An $O(n^3)$ time algorithm for the maximum-weight limited-capacity many-to-many matching

TL;DR

This paper presents an $O(n^3)$ time algorithm for finding maximum or minimum weight limited-capacity many-to-many matchings in bipartite graphs with non-positive or non-negative edge weights, respectively.

Contribution

It introduces an efficient $O(n^3)$ algorithm for solving the LCMM problem under specific weight conditions, improving computational efficiency.

Findings

Algorithm runs in $O(n^3)$ time.

Effective for non-positive and non-negative edge weights.

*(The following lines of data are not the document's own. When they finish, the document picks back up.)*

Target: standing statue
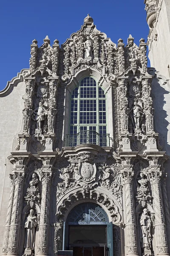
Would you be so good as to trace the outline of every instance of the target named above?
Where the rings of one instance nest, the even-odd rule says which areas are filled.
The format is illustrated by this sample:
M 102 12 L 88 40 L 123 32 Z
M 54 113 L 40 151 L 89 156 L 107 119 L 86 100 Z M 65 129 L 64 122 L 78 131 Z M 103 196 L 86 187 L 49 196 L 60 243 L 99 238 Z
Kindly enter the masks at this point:
M 47 110 L 43 107 L 42 102 L 39 103 L 39 106 L 34 111 L 35 116 L 33 119 L 37 121 L 37 129 L 41 129 L 41 121 L 45 119 L 47 115 Z
M 134 107 L 130 110 L 129 114 L 133 127 L 136 129 L 139 129 L 144 114 L 136 102 L 134 102 Z
M 70 176 L 71 172 L 73 171 L 73 169 L 71 169 L 71 165 L 68 167 L 62 168 L 61 169 L 61 175 L 60 177 L 62 179 L 64 180 L 65 182 L 65 187 L 67 188 L 70 184 Z
M 44 54 L 40 60 L 40 63 L 41 66 L 47 66 L 50 61 L 50 58 L 48 56 Z
M 138 182 L 140 184 L 141 187 L 144 188 L 146 187 L 148 181 L 144 177 L 144 175 L 143 172 L 141 172 L 140 173 L 140 177 L 138 178 L 137 180 Z
M 85 58 L 93 57 L 92 48 L 93 41 L 88 35 L 87 37 L 87 40 L 84 43 L 85 48 Z
M 34 173 L 32 175 L 32 180 L 29 182 L 30 186 L 35 186 L 38 183 L 38 180 L 36 174 Z
M 31 209 L 25 222 L 26 232 L 24 247 L 26 249 L 31 250 L 34 249 L 35 227 L 37 224 L 37 217 L 34 215 L 33 209 Z
M 151 248 L 151 224 L 152 221 L 150 216 L 147 213 L 147 210 L 144 208 L 140 219 L 141 226 L 140 239 L 142 247 L 150 250 Z
M 109 187 L 110 185 L 110 178 L 111 176 L 111 172 L 112 169 L 111 168 L 107 168 L 104 171 L 104 175 L 102 178 L 103 181 L 105 182 L 106 187 Z

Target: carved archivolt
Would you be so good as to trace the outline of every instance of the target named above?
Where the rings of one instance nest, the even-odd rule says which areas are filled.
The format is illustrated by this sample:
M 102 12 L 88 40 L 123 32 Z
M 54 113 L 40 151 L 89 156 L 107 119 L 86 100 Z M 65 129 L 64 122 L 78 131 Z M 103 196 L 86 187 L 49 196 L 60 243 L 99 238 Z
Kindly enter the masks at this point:
M 108 211 L 108 215 L 111 218 L 114 223 L 119 223 L 121 216 L 119 212 L 118 207 L 113 201 L 106 195 L 100 193 L 95 190 L 79 190 L 70 194 L 66 199 L 60 201 L 57 205 L 57 217 L 58 222 L 62 222 L 73 207 L 77 203 L 91 201 L 97 203 L 102 207 L 104 207 Z

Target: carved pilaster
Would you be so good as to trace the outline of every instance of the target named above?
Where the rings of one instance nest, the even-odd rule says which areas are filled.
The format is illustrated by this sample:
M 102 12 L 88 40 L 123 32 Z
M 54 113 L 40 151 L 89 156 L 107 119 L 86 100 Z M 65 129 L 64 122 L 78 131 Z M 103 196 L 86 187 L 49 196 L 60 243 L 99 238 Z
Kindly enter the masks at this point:
M 15 173 L 13 175 L 14 191 L 11 213 L 11 227 L 8 239 L 8 255 L 17 255 L 19 243 L 21 213 L 23 208 L 23 190 L 24 173 Z
M 54 253 L 62 250 L 62 223 L 54 223 Z
M 162 192 L 163 201 L 164 202 L 167 241 L 168 244 L 170 244 L 170 215 L 167 198 L 166 181 L 167 175 L 165 174 L 164 173 L 162 176 Z
M 8 246 L 9 242 L 12 206 L 13 204 L 14 191 L 15 189 L 15 183 L 14 179 L 14 175 L 10 175 L 10 177 L 11 178 L 10 192 L 9 193 L 9 202 L 8 204 L 6 224 L 5 229 L 4 240 L 3 242 L 3 245 L 2 250 L 2 254 L 4 255 L 6 255 L 8 253 Z
M 146 45 L 147 44 L 144 43 L 144 39 L 141 38 L 139 41 L 139 49 L 141 51 L 140 59 L 142 67 L 143 69 L 143 73 L 146 73 L 147 72 L 147 58 L 146 55 Z
M 162 194 L 161 185 L 162 173 L 152 172 L 149 173 L 153 196 L 153 209 L 155 215 L 155 233 L 157 254 L 169 255 L 164 208 L 162 207 Z
M 127 97 L 128 81 L 126 79 L 122 79 L 119 81 L 117 88 L 117 99 L 121 112 L 122 132 L 128 132 L 128 121 L 129 109 L 128 108 L 128 100 Z
M 59 41 L 56 39 L 53 45 L 53 55 L 52 56 L 52 71 L 56 75 L 58 75 L 59 65 L 59 51 L 60 46 Z
M 121 75 L 125 72 L 125 44 L 123 44 L 123 40 L 120 38 L 118 40 L 117 47 L 118 49 L 118 63 L 119 74 Z
M 94 61 L 97 61 L 99 60 L 99 35 L 95 35 L 94 36 Z
M 24 99 L 24 108 L 23 110 L 23 131 L 28 133 L 29 128 L 31 115 L 33 113 L 32 97 L 35 86 L 34 80 L 27 80 L 25 81 L 26 94 L 23 96 Z
M 142 80 L 142 99 L 144 103 L 144 112 L 145 115 L 147 131 L 153 131 L 153 109 L 152 108 L 152 99 L 150 97 L 151 80 L 146 79 Z
M 112 44 L 109 44 L 108 46 L 108 67 L 109 74 L 113 74 L 113 47 Z
M 42 192 L 37 255 L 47 255 L 50 216 L 51 172 L 42 172 L 41 176 Z
M 133 173 L 124 172 L 122 173 L 125 193 L 126 211 L 126 237 L 127 255 L 137 255 L 136 227 L 134 212 L 134 195 L 132 182 Z

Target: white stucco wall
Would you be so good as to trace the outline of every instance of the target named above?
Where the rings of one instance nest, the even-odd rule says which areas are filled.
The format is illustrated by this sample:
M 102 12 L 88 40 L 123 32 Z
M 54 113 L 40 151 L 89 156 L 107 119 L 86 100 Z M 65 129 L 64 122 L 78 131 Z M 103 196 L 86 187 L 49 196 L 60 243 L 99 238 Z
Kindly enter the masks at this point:
M 15 84 L 7 96 L 0 97 L 0 250 L 3 243 L 5 225 L 10 192 L 9 174 L 13 164 L 8 159 L 11 151 L 14 137 L 21 128 L 23 96 L 25 94 L 23 82 Z
M 160 136 L 162 150 L 170 157 L 170 84 L 166 78 L 156 72 L 152 83 L 152 96 L 154 109 L 154 123 L 156 131 Z M 165 164 L 167 173 L 167 189 L 170 208 L 170 159 Z
M 170 1 L 163 0 L 162 6 L 157 22 L 154 23 L 155 28 L 150 33 L 150 38 L 153 36 L 153 42 L 149 47 L 148 57 L 151 67 L 154 67 L 160 73 L 170 78 Z M 157 41 L 154 40 L 155 34 L 158 34 Z

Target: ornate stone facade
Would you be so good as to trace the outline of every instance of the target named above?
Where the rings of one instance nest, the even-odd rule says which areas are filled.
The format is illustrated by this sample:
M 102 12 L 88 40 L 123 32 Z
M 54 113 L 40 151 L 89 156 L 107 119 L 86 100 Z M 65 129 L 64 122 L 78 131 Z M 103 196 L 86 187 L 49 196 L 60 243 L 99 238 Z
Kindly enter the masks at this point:
M 113 224 L 114 256 L 169 255 L 168 157 L 154 126 L 144 39 L 138 46 L 130 35 L 126 46 L 120 38 L 116 47 L 88 15 L 61 47 L 47 36 L 40 47 L 33 40 L 31 54 L 30 68 L 16 79 L 25 92 L 22 125 L 6 164 L 11 188 L 3 254 L 57 255 L 67 249 L 70 213 L 91 203 L 105 212 L 96 222 L 107 215 Z M 108 133 L 86 131 L 84 140 L 69 134 L 68 144 L 70 96 L 87 77 L 107 94 Z

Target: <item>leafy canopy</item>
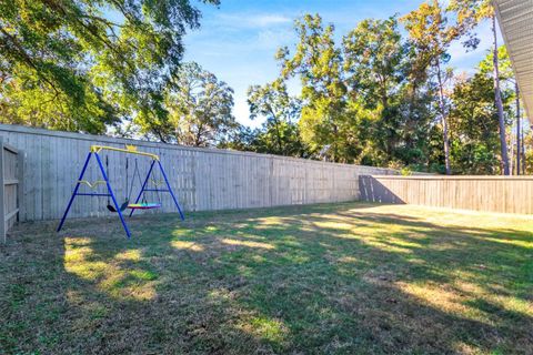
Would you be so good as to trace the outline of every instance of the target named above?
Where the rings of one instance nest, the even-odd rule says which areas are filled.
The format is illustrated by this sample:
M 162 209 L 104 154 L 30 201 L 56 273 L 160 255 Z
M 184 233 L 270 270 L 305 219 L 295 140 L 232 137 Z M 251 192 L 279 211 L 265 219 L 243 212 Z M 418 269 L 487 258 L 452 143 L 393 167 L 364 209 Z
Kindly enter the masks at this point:
M 182 37 L 199 19 L 188 0 L 1 1 L 8 120 L 102 132 L 127 118 L 159 134 L 162 93 L 178 71 Z

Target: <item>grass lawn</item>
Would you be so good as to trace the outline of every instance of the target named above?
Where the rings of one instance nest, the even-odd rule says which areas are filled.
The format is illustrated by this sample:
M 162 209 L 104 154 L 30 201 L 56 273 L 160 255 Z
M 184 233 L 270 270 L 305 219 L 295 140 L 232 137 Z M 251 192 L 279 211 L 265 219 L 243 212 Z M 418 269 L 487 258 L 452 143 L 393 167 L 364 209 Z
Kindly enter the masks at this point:
M 0 354 L 533 354 L 533 219 L 363 203 L 16 227 Z

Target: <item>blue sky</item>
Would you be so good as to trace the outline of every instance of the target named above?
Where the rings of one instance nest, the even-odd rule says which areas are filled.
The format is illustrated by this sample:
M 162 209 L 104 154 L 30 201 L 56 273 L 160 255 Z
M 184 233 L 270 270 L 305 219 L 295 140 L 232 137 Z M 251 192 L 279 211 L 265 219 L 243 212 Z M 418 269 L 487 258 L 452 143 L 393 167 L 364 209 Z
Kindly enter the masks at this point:
M 320 13 L 325 23 L 335 26 L 336 38 L 353 29 L 366 18 L 388 18 L 416 9 L 422 0 L 221 0 L 219 8 L 200 4 L 203 13 L 201 28 L 187 34 L 185 61 L 195 61 L 225 81 L 234 93 L 234 115 L 243 124 L 258 126 L 251 121 L 247 104 L 247 89 L 264 84 L 278 77 L 274 60 L 279 47 L 291 48 L 296 42 L 294 19 L 304 13 Z M 481 44 L 466 53 L 460 43 L 450 49 L 451 67 L 457 71 L 472 71 L 491 45 L 489 24 L 480 27 Z M 298 83 L 290 89 L 296 93 Z

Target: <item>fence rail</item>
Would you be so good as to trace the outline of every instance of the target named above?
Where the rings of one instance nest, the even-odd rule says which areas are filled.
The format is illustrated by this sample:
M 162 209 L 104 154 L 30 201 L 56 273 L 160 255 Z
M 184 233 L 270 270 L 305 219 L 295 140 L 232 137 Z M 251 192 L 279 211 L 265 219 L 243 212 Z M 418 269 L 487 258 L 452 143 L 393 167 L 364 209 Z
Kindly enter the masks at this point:
M 0 136 L 0 239 L 4 243 L 21 212 L 22 166 L 23 153 Z
M 533 176 L 360 176 L 361 200 L 533 214 Z
M 167 174 L 185 211 L 268 207 L 275 205 L 355 201 L 359 175 L 394 174 L 393 170 L 326 163 L 303 159 L 195 149 L 147 141 L 115 139 L 0 124 L 0 136 L 26 152 L 22 221 L 60 219 L 91 144 L 123 148 L 161 156 Z M 119 200 L 128 195 L 134 158 L 107 152 L 109 178 Z M 129 170 L 125 170 L 128 159 Z M 138 159 L 141 175 L 149 160 Z M 101 180 L 95 166 L 86 180 Z M 159 180 L 161 176 L 154 176 Z M 139 191 L 139 182 L 133 190 Z M 89 186 L 83 185 L 83 189 Z M 97 189 L 104 189 L 99 185 Z M 98 190 L 92 191 L 98 192 Z M 162 199 L 163 211 L 173 211 L 172 201 Z M 158 199 L 152 195 L 148 199 Z M 77 199 L 70 216 L 107 215 L 105 197 Z M 150 213 L 150 212 L 147 212 Z

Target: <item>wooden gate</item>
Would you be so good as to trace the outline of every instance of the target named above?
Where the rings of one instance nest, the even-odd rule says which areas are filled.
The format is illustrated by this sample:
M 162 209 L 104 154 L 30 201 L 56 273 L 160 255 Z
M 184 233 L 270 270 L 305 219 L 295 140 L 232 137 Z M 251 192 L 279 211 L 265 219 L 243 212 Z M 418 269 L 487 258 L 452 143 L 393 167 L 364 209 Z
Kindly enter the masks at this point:
M 6 243 L 8 230 L 21 215 L 23 153 L 0 136 L 0 240 Z

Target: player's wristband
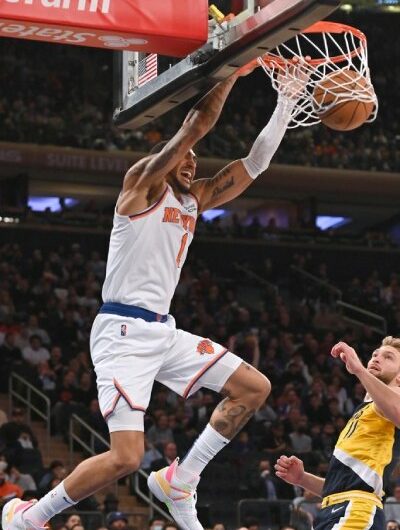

Addresses capacity constraints in bipartite matchings.

Abstract

Given an undirected bipartite graph $G=(A \cup B, E)$, a many-to-many matching (MM) in $G$ matches each vertex $v$ in $A$ (resp. $B$) to at least one vertex in $B$ (resp. $A$). In this paper, we consider the limited-capacity many-to-many matching (LCMM) in $G$, where each vertex $v\in A\cup B$ is matched to at least one and at most $Cap(v)$ vertices; the function $Cap : A\cup B \rightarrow \mathbb{Z}> 0$ denotes the capacity of $v$ (an upper bound on its degree in the LCMM). We give an $O(n^3)$ time algorithm for finding a maximum (respectively minimum) weight LCMM in $G$ with non-positive real (respectively non-negative real) edge weights, where $\lvert A \rvert+\lvert B \rvert=n$.